April 23, 2003
Bad RSS readers
How about we all start mining our server logs and start 'outing' the bad RSS readers? Ones that don't:
- honor scheduling instructions
- use gzip to save bandwidth
- follow and learn from redirects
- use eTags
- understand HTTP headers
At the same time it looks like it might be worth applying the same logic to the sites serving the feeds. There are plenty that don't offer compressed feeds, don't supply eTags and don't have schedule information in them.
Before we bother with extending all this, let's get the core stuff working first.
for blogs - one of the biggest sources of RSS content - schedule is meaningless.

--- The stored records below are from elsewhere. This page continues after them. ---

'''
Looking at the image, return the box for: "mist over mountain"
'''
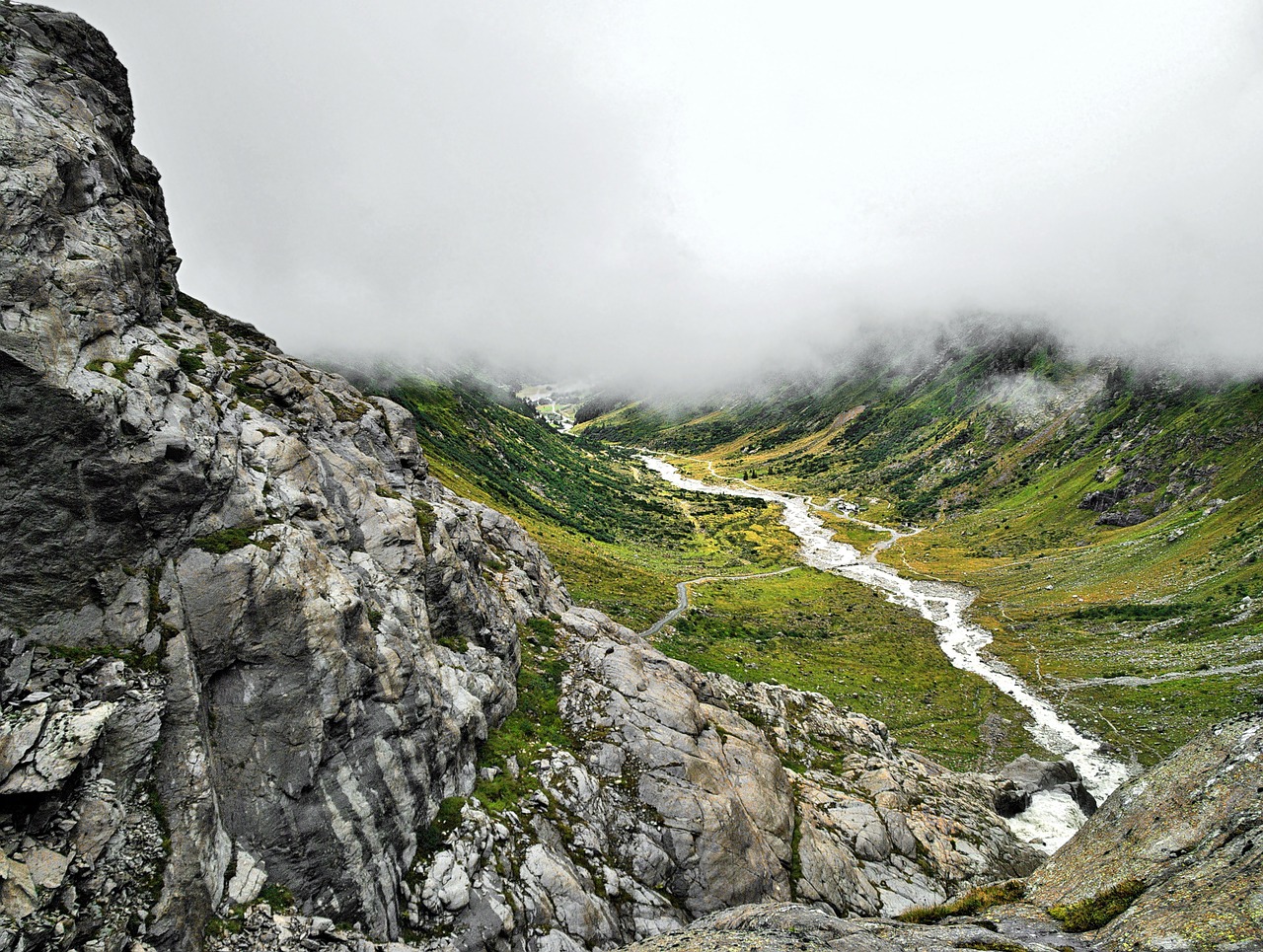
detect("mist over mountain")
[54,0,1263,387]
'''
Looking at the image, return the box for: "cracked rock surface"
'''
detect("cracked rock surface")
[0,0,1258,952]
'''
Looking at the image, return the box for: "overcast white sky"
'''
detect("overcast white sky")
[54,0,1263,379]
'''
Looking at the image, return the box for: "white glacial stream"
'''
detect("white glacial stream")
[641,455,1128,852]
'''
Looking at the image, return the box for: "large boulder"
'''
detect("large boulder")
[1028,714,1263,952]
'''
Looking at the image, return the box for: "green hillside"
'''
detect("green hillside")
[582,330,1263,762]
[389,380,1038,768]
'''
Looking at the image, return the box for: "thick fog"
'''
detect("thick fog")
[54,0,1263,383]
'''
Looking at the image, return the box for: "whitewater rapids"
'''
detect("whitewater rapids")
[640,455,1128,852]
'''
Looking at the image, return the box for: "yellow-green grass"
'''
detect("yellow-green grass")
[883,460,1263,763]
[658,568,1038,769]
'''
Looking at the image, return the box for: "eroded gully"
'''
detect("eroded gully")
[641,455,1128,849]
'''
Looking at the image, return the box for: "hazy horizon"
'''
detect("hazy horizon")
[54,0,1263,385]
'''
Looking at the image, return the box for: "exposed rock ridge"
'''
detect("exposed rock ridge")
[0,3,1066,952]
[399,609,1041,949]
[1028,714,1263,951]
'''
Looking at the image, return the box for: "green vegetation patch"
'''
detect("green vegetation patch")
[388,380,798,630]
[473,618,576,812]
[657,567,1030,769]
[192,525,275,555]
[1048,879,1147,932]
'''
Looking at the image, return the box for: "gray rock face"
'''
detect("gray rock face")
[1028,714,1263,949]
[408,609,1041,949]
[0,5,564,947]
[0,4,1038,952]
[996,754,1096,817]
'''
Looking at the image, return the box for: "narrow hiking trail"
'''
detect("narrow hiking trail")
[640,565,798,637]
[640,453,1129,848]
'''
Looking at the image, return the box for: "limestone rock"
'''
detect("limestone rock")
[1028,714,1263,949]
[996,754,1096,817]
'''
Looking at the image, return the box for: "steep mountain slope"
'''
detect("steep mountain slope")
[389,380,1039,769]
[0,9,1056,952]
[580,327,1263,762]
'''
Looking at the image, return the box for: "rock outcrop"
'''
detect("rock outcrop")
[0,3,1101,952]
[0,4,565,948]
[409,609,1042,949]
[611,903,1085,952]
[996,754,1096,817]
[1028,714,1263,951]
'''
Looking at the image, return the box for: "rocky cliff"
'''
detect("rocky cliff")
[0,5,564,947]
[0,3,1197,952]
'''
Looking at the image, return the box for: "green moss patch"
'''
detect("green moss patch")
[1048,877,1147,932]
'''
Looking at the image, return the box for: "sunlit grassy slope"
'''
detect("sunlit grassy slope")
[583,333,1263,762]
[391,373,1038,768]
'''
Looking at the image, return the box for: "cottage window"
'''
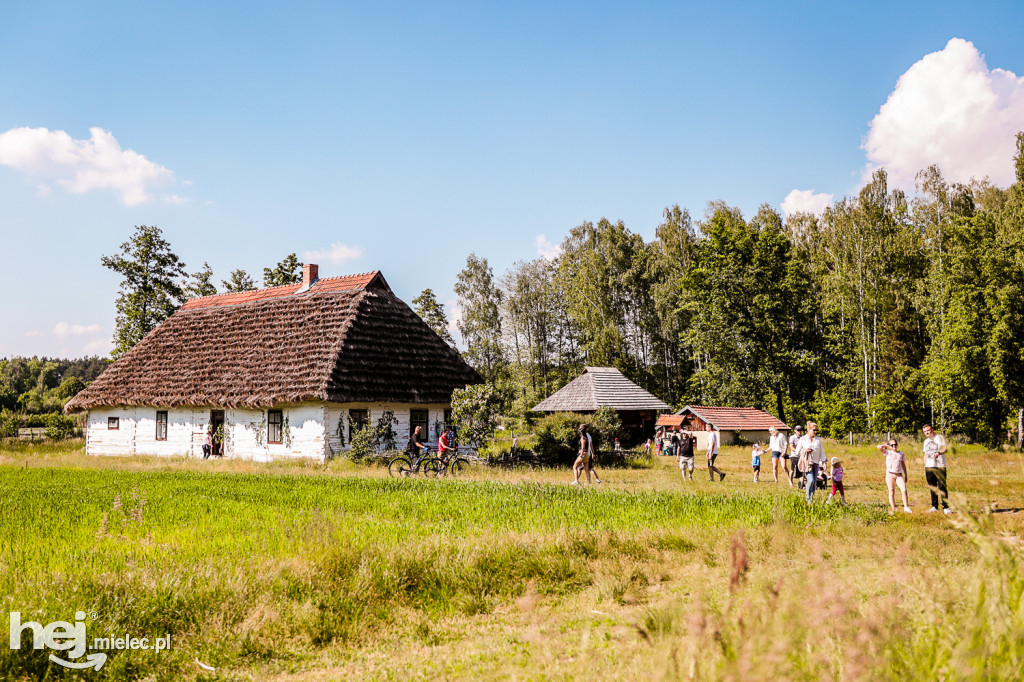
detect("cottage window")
[409,410,430,438]
[266,410,285,443]
[157,412,167,440]
[348,410,370,441]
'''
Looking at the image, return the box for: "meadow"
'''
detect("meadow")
[0,441,1024,680]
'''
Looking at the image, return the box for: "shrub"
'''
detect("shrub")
[348,424,378,462]
[43,412,75,440]
[452,384,499,447]
[534,408,623,466]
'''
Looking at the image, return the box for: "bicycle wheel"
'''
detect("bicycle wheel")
[387,457,414,478]
[420,457,444,478]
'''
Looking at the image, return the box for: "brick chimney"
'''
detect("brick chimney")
[296,263,319,294]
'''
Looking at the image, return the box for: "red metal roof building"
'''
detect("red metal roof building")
[656,404,790,447]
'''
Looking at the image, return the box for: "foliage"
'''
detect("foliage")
[452,384,499,447]
[43,413,78,440]
[374,410,398,450]
[534,410,622,466]
[100,225,185,357]
[183,261,217,298]
[348,423,380,462]
[0,408,22,438]
[455,253,505,382]
[262,253,303,287]
[220,268,256,292]
[413,289,455,348]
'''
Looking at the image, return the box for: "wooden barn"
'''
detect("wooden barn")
[66,265,480,461]
[657,404,790,449]
[532,367,672,444]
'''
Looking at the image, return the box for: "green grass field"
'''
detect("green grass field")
[0,442,1024,680]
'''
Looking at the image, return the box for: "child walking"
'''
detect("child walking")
[751,443,766,483]
[825,457,846,506]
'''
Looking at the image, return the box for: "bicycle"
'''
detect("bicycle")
[435,450,469,476]
[387,447,444,478]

Posted by: James Robertson on April 24, 2003 08:35 AMWhat's the spec on a gzip'ed RSS feed. When I go through pages, and I see the orange XML box, I expect that to serve up XML.
Is it something in the HTTP accept headers, as in our fetch code should send the accept to application/x-gzip to get the server to serve up gzipped data (if it knows how to), follwed by text/xml, text/html, and text/plain (in case it doesn't)?
Scheduling is pointless in RSS. There's no way to tell from the RSS spec what timezone the hours are based on; thus, if I make sure I'm not reading from 1 a.m. to 6 a.m. my time... if we're not in the same time zone, it doesn't make any difference.
Posted by: Joseph B. Ottinger on April 24, 2003 11:05 AMJoe - yes, gzip compression is requested within the HTTP headers. Here's a code snippet from nntp//rss to serve as an example.
// Set the Accept-Encoding header to gzip
httpCon.setRequestProperty("Accept-Encoding", "gzip");
// [snip]
// Connect to server and get response stream
// [snip]
// Check content encoding returned by web server
// If gzip, use GZIPInputStream wrapper to
// decompress
String contentEncoding = httpCon.getContentEncoding();
if(contentEncoding != null && contentEncoding.equals("gzip")) {
responseStream = new GZIPInputStream(responseStream);
}
I understand and somewhat symphathize with this idea of wanting to "out" the bad RSS readers. If you do, I can assure you that you can put mine up at the top of the list if you like :) I've certainly been frustrated by bad channels more times than I can count because so many embed HTML or have bad characters in their XML or something.
Personally I believe the solution is like this:
1: Build a really big test suite. It contains a dozen or more examples of correct channels and incorrect channels for each major version of RSS (i.e. at least 0.90, 0.91, 0.92, 1.0, 2.0). Everybody fights it out and agrees that these represent something that can be used to test parsers and figure out which ones are accepting things they shouldn't (which encourages bad channels) and not accepting valid channels.
2: The sample channels help the RSS aggregators and their parser libraries get to compliance. To help the generators we need validators that we can all count on. Those have to be generated and I'll argue that they should be in software form and not just a website somewhere that you tell to validate your channel.
3: Encourage building of libraries in all major languages for both the reading and writing of RSS. It's crazy that you can sit down with most languages and write something that talks to a mail server via POP3 or IMAP or HTTP to a web server but RSS, which is now also a major transport protocol for the transfer of news on the Internet, doesn't have similar support. With good libraries you can get people to stop writing their own implementations of parsers and generators and cut the amount of non-compliance way way down.
Most people wouldn't go roll their own SOAP implementation to make some remote procedure calls but the barrier to entry on parsing or generating RSS is too low. Everybody thinks they have to do all over again.
Posted by: John Munsch on April 25, 2003 11:41 AM